Hélas, la plupart d'entre eux n'ont qu'une présence limitée à l'écran, à l'exception de David Warbeck qui malheureusement surjoue durant tout le film, probablement pour oublier dans quel traquenard il est tombé. "Fatal Frames", en plus d'être mauvais, est aussi, en quelque sorte un film maudit, car Ciccio Ingrassia et Rossano Brazzi sont morts peu après le tournage, et David Warbeck l'année suivante. Donald Pleasence est quant à lui décédé avant la fin du film, si bien qu'il a dû être doublé dans une dernière scène.
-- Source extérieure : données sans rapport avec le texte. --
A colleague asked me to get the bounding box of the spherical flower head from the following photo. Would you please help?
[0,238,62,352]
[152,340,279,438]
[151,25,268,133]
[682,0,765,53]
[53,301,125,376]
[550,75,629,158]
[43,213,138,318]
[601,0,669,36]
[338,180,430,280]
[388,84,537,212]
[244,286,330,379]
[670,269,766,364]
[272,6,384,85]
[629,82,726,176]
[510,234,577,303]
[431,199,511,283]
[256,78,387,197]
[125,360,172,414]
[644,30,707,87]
Cet acteur formidable aura achevé sa carrière avec ce film et un "Halloween 6" qui est au cinéma d'horreur ce que "Fatal Frames" est au giallo : une grosse daube !

 

 

La vedette du film, qui interprète Alex Ritt, est un certain Rick Gianasi, à l'allure de chippendale. Encadré à certains moments par deux autres chevelus bodybuildés, on s'attend presque à les voir chanter et danser à la manière des 2B3, vision cauchemardesque s'il en est. Heureusement, ils ne font que jouer, du moins ils essaient, Gianasi en tête (de noeud), et c'est un spectacle particulièrement pénible.
Tout au plus, retiendra-ton la qualité des effets spéciaux, le teaser et la beauté de quelques scènes, notamment les cauchemars récurrents d'Alex Ritt ; mais c'est bien peu si l'on doit dresser un bilan. Si vous voulez savoir qui est le "Video Killer", c'est simple, il s'agit en réalité d'Al Festa.